8. Stay positive and future-focused. As mentioned previously, emotions are contagious. Perry informs us that, “The same way anxiety and panic is contagious, so is calm…Don’t underestimate your power to bring calm to others and don’t underestimate the impact of dysregulated people on you.” When we stay calm and regulated, those around us will feel less distressed. Everybody will be socially, emotionally, and physically healthier if we help each other model positive responses to stress. When we interact with things that deregulate us such as an abundance of negative news stories or relationships with anxious individuals, we can act to get regulated again by "filling our cup," using music, movement, social connections, journal writing, etc.

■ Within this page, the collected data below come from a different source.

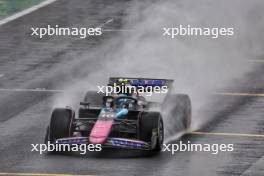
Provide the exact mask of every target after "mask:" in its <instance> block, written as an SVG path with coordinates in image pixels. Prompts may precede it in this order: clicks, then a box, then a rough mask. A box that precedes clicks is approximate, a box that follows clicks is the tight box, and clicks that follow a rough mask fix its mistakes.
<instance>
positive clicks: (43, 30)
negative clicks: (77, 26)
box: [31, 25, 102, 39]
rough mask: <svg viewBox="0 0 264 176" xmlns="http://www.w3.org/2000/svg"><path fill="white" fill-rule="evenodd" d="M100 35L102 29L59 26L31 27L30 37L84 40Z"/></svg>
mask: <svg viewBox="0 0 264 176" xmlns="http://www.w3.org/2000/svg"><path fill="white" fill-rule="evenodd" d="M98 35H102V29H101V28H100V27H95V28H93V27H89V28H86V27H81V28H77V27H60V26H59V25H55V26H51V25H48V26H47V27H32V28H31V36H37V37H38V38H40V39H42V38H43V37H45V36H77V37H79V38H81V39H84V38H86V37H88V36H98Z"/></svg>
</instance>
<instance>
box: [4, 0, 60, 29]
mask: <svg viewBox="0 0 264 176" xmlns="http://www.w3.org/2000/svg"><path fill="white" fill-rule="evenodd" d="M55 1H57V0H46V1H43V2H42V3H40V4H38V5H35V6H33V7H30V8H28V9H25V10H23V11H21V12H18V13H15V14H14V15H11V16H9V17H7V18H4V19H2V20H0V26H1V25H3V24H6V23H8V22H10V21H13V20H15V19H18V18H20V17H22V16H24V15H27V14H29V13H31V12H34V11H36V10H38V9H40V8H42V7H45V6H47V5H49V4H51V3H53V2H55Z"/></svg>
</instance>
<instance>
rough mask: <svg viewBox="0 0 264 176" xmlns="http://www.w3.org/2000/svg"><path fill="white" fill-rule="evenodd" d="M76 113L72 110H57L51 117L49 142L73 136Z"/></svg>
mask: <svg viewBox="0 0 264 176" xmlns="http://www.w3.org/2000/svg"><path fill="white" fill-rule="evenodd" d="M73 118H74V112H73V111H72V110H71V109H64V108H56V109H55V110H54V111H53V112H52V115H51V120H50V126H49V127H48V129H47V133H49V135H48V136H47V138H48V137H49V141H50V142H51V143H54V142H55V141H56V139H59V138H64V137H70V136H72V133H73V132H72V121H73Z"/></svg>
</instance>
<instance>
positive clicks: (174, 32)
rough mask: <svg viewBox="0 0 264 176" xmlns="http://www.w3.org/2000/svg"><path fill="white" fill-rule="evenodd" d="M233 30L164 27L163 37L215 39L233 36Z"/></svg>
mask: <svg viewBox="0 0 264 176" xmlns="http://www.w3.org/2000/svg"><path fill="white" fill-rule="evenodd" d="M234 33H235V32H234V28H232V27H228V28H227V27H194V26H191V25H179V26H175V27H164V28H163V34H162V35H163V36H164V37H169V38H172V39H173V38H176V37H177V36H205V37H206V36H207V37H211V38H213V39H217V38H219V37H223V36H226V37H227V36H233V35H234Z"/></svg>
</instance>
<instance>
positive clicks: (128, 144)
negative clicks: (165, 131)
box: [45, 77, 191, 151]
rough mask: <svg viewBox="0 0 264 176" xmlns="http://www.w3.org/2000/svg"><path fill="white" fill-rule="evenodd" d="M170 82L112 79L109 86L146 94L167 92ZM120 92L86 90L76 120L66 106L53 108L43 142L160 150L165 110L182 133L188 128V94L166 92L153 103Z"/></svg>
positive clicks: (188, 106)
mask: <svg viewBox="0 0 264 176" xmlns="http://www.w3.org/2000/svg"><path fill="white" fill-rule="evenodd" d="M172 82H173V80H168V79H149V78H116V77H114V78H110V79H109V83H108V86H117V85H120V86H124V85H126V86H127V85H129V86H134V87H136V90H137V89H139V88H142V90H143V91H146V92H147V91H150V90H151V91H153V89H151V88H153V87H156V89H157V88H161V87H163V88H164V86H165V87H168V89H169V87H170V86H171V85H172ZM122 90H123V91H121V92H119V93H113V94H111V95H104V94H102V93H98V91H88V92H87V93H86V95H85V98H84V101H82V102H81V103H80V105H81V107H80V108H79V112H78V118H77V117H75V112H74V110H72V109H71V108H69V107H66V108H56V109H54V110H53V112H52V115H51V120H50V124H49V126H48V128H47V133H46V137H45V142H46V143H47V142H48V141H49V142H51V143H57V144H65V143H66V144H83V143H84V144H101V145H102V147H111V148H116V147H117V148H126V149H139V150H150V151H160V150H161V149H162V146H163V139H164V123H163V118H162V115H163V113H162V111H163V110H164V109H165V110H166V111H167V112H166V113H165V114H170V116H171V117H172V118H174V119H175V122H177V123H181V125H182V128H183V130H184V129H187V128H189V127H190V123H191V103H190V99H189V97H188V96H187V95H184V94H171V93H170V91H168V92H167V94H166V96H165V98H164V100H163V101H162V102H153V101H147V100H146V98H145V97H144V96H141V95H139V94H138V93H135V92H134V93H127V92H125V93H124V89H122ZM168 107H169V108H168ZM165 127H166V126H165Z"/></svg>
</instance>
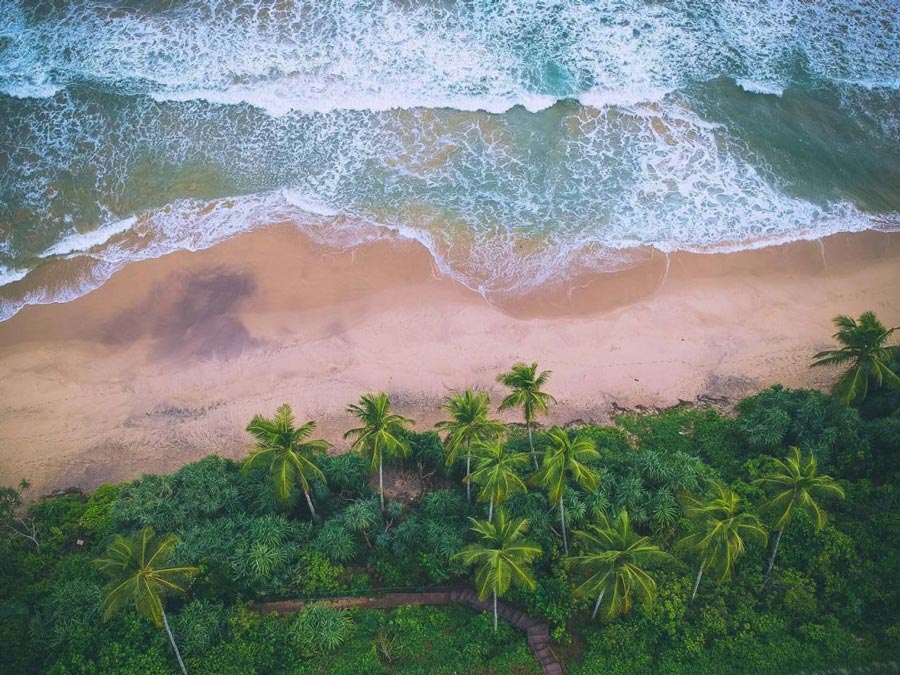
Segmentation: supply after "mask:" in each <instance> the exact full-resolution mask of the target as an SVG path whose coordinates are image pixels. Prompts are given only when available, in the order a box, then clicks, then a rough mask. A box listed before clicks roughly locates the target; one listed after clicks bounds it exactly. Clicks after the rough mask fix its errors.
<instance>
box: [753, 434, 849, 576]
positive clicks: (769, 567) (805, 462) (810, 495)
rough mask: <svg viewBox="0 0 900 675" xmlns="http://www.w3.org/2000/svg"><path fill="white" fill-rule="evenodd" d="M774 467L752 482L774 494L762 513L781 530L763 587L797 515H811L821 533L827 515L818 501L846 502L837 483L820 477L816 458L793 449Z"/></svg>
mask: <svg viewBox="0 0 900 675" xmlns="http://www.w3.org/2000/svg"><path fill="white" fill-rule="evenodd" d="M775 463H776V465H777V467H776V469H775V471H774V472H773V473H771V474H769V475H768V476H763V477H762V478H758V479H756V480H755V481H753V482H754V484H756V485H760V486H762V487H763V488H766V489H768V490H770V491H771V492H772V496H771V497H769V499H768V500H767V501H765V502H763V504H762V505H761V506H760V507H759V510H760V513H762V514H763V515H767V516H769V517H771V518H772V520H773V521H774V524H775V528H776V529H777V530H778V531H777V532H776V534H775V544H774V546H773V547H772V555H771V556H770V557H769V566H768V568H767V569H766V578H765V581H763V586H765V585H766V584H767V583H768V581H769V577H771V575H772V567H773V566H774V565H775V555H776V554H777V553H778V544H780V543H781V535H782V534H784V528H785V527H787V525H788V523H790V522H791V518H792V517H793V516H794V513H795V512H797V511H802V512H804V513H807V514H809V516H810V517H811V518H812V519H813V520H814V522H815V524H816V529H817V530H818V529H821V528H822V526H823V525H824V524H825V519H826V515H825V511H824V510H823V509H822V507H821V506H819V504H818V502H817V501H816V500H817V499H821V498H823V497H837V498H839V499H843V498H844V489H843V488H842V487H841V486H840V485H838V484H837V483H835V482H834V480H833V479H832V478H831V476H820V475H818V468H817V466H816V458H815V457H814V456H813V455H808V456H807V457H803V455H802V453H801V452H800V449H799V448H795V447H792V448H789V449H788V456H787V457H785V459H784V461H781V460H775Z"/></svg>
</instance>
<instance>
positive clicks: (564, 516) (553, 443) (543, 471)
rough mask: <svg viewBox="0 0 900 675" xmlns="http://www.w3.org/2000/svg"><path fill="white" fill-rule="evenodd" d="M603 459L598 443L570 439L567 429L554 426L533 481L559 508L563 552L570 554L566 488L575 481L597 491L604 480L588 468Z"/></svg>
mask: <svg viewBox="0 0 900 675" xmlns="http://www.w3.org/2000/svg"><path fill="white" fill-rule="evenodd" d="M598 459H600V453H599V452H597V448H596V447H595V445H594V442H593V441H592V440H591V439H589V438H586V437H584V436H576V437H575V439H574V440H573V439H570V438H569V434H568V433H566V431H565V430H564V429H561V428H559V427H552V428H551V429H550V430H549V431H548V432H547V447H546V449H545V450H544V461H543V463H542V464H541V468H540V469H539V470H538V472H537V473H536V474H534V476H533V477H532V481H533V482H534V483H536V484H537V485H540V486H541V487H543V488H544V489H545V490H546V491H547V496H548V497H549V498H550V502H551V503H553V504H556V505H558V507H559V524H560V526H561V527H562V535H563V550H565V552H566V555H569V541H568V539H567V537H566V513H565V507H564V506H563V500H562V498H563V493H565V491H566V485H567V484H568V481H569V480H572V481H573V482H574V483H575V484H576V485H580V486H581V487H583V488H584V489H585V490H589V491H591V492H593V491H594V490H596V489H597V484H598V483H599V481H600V476H599V474H598V473H597V472H596V471H594V469H592V468H591V467H589V466H588V465H587V462H594V461H596V460H598Z"/></svg>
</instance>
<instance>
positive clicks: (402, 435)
mask: <svg viewBox="0 0 900 675" xmlns="http://www.w3.org/2000/svg"><path fill="white" fill-rule="evenodd" d="M347 412H349V413H351V414H352V415H354V416H355V417H356V418H357V419H358V420H359V421H360V422H362V426H361V427H357V428H356V429H350V431H348V432H347V433H345V434H344V438H351V437H355V439H356V440H354V441H353V445H352V449H353V450H355V451H357V452H359V453H360V454H361V455H363V456H364V457H367V458H368V459H369V461H370V462H371V470H372V471H373V472H374V471H376V470H377V471H378V494H379V495H380V499H381V510H382V511H384V456H385V455H387V456H389V457H394V458H397V459H404V458H406V457H408V456H409V453H410V447H409V443H408V442H407V441H406V439H405V438H403V433H404V431H406V429H407V427H409V426H411V425H412V424H413V421H412V420H411V419H407V418H406V417H401V416H400V415H395V414H393V413H392V412H391V401H390V399H389V398H388V396H387V394H385V393H384V392H379V393H377V394H366V395H365V396H363V397H362V398H360V399H359V403H358V404H352V405H350V406H347Z"/></svg>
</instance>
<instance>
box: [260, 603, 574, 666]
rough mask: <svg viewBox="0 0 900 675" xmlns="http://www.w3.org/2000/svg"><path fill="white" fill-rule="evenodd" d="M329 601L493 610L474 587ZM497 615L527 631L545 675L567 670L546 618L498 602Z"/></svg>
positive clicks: (398, 606)
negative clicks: (464, 606)
mask: <svg viewBox="0 0 900 675" xmlns="http://www.w3.org/2000/svg"><path fill="white" fill-rule="evenodd" d="M317 602H327V603H328V604H329V605H331V606H332V607H340V608H347V607H364V608H366V609H393V608H395V607H403V606H406V605H449V604H453V603H459V604H461V605H465V606H466V607H471V608H472V609H475V610H478V611H480V612H492V611H493V607H492V604H491V602H490V601H487V600H485V601H482V600H479V599H478V594H477V593H475V591H473V590H472V589H471V588H454V589H451V590H445V591H433V592H427V593H386V594H384V595H379V596H377V597H347V598H334V599H331V600H324V601H317ZM306 604H307V603H305V602H303V601H302V600H279V601H276V602H264V603H262V604H260V605H257V607H256V608H257V610H258V611H259V612H261V613H263V614H278V615H282V614H290V613H292V612H299V611H300V610H301V609H303V607H304V606H305V605H306ZM497 614H498V616H499V617H500V618H501V619H503V620H504V621H508V622H509V623H510V624H512V625H513V626H515V627H516V628H518V629H519V630H522V631H524V632H525V635H526V637H527V639H528V647H529V648H530V649H531V653H532V654H534V658H536V659H537V660H538V663H540V664H541V669H542V670H543V672H544V675H563V674H564V673H565V670H564V669H563V666H562V663H560V661H559V659H557V658H556V654H554V653H553V649H552V648H551V647H550V629H549V627H548V626H547V624H546V623H544V622H543V621H538V620H537V619H533V618H531V617H530V616H528V615H527V614H526V613H525V612H524V611H522V610H521V609H518V608H517V607H514V606H513V605H510V604H508V603H506V602H502V601H501V602H498V603H497Z"/></svg>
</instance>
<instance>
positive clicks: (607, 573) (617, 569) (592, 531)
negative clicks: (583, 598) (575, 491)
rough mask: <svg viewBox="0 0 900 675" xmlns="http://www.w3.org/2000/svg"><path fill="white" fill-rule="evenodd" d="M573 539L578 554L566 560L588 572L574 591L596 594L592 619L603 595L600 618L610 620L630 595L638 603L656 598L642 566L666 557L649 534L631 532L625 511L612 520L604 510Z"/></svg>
mask: <svg viewBox="0 0 900 675" xmlns="http://www.w3.org/2000/svg"><path fill="white" fill-rule="evenodd" d="M575 541H576V542H577V543H578V546H579V548H580V550H581V553H580V555H577V556H572V557H571V558H570V560H571V561H572V562H573V563H574V565H575V567H576V568H578V569H579V570H584V571H585V572H587V573H588V574H590V576H589V577H588V578H587V579H586V580H585V581H584V582H583V583H582V584H581V585H580V586H578V587H577V588H576V589H575V593H576V594H578V595H589V596H591V597H593V596H597V601H596V602H595V603H594V611H593V612H592V613H591V618H592V619H593V618H596V616H597V612H598V610H599V609H600V605H601V603H602V602H603V600H604V598H605V599H606V604H605V606H604V610H603V619H604V620H605V621H612V620H613V619H614V618H616V617H617V616H618V615H619V614H627V613H628V612H630V611H631V607H632V605H633V604H634V600H633V598H632V596H633V595H634V596H637V598H638V599H639V600H641V601H642V602H652V601H653V599H654V598H655V597H656V581H655V580H654V579H653V577H651V576H650V575H649V574H647V572H645V571H644V570H643V569H642V566H643V565H646V564H647V563H652V562H654V561H656V560H665V559H666V558H668V557H669V556H668V554H667V553H665V552H664V551H663V550H662V549H661V548H660V547H659V546H657V545H656V544H654V543H653V542H652V541H650V537H643V536H641V535H639V534H638V533H637V532H635V531H634V529H633V528H632V527H631V521H630V520H629V518H628V512H627V511H625V510H624V509H623V510H622V511H620V512H619V515H618V517H617V518H616V519H615V520H610V519H609V518H608V517H607V515H606V514H605V513H600V514H598V518H597V524H596V525H588V528H587V529H586V530H579V531H576V532H575Z"/></svg>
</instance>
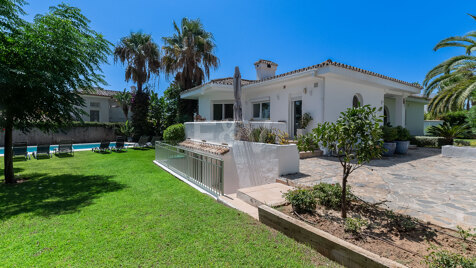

This is a trying and unprecedented time. Let us be gentle with ourselves and practice self-compassion. Let’s allow ourselves to grieve missed time with loved ones, travel plans, celebrations, and stability. We likely won’t be as productive as we would normally; we can preemptively decrease our workloads when possible before feelings of exhaustion overwhelm us. 

Our families will come out of this with greater personal strength and resilience as we practice self-care, rely on others, and connect with the marginalized around us.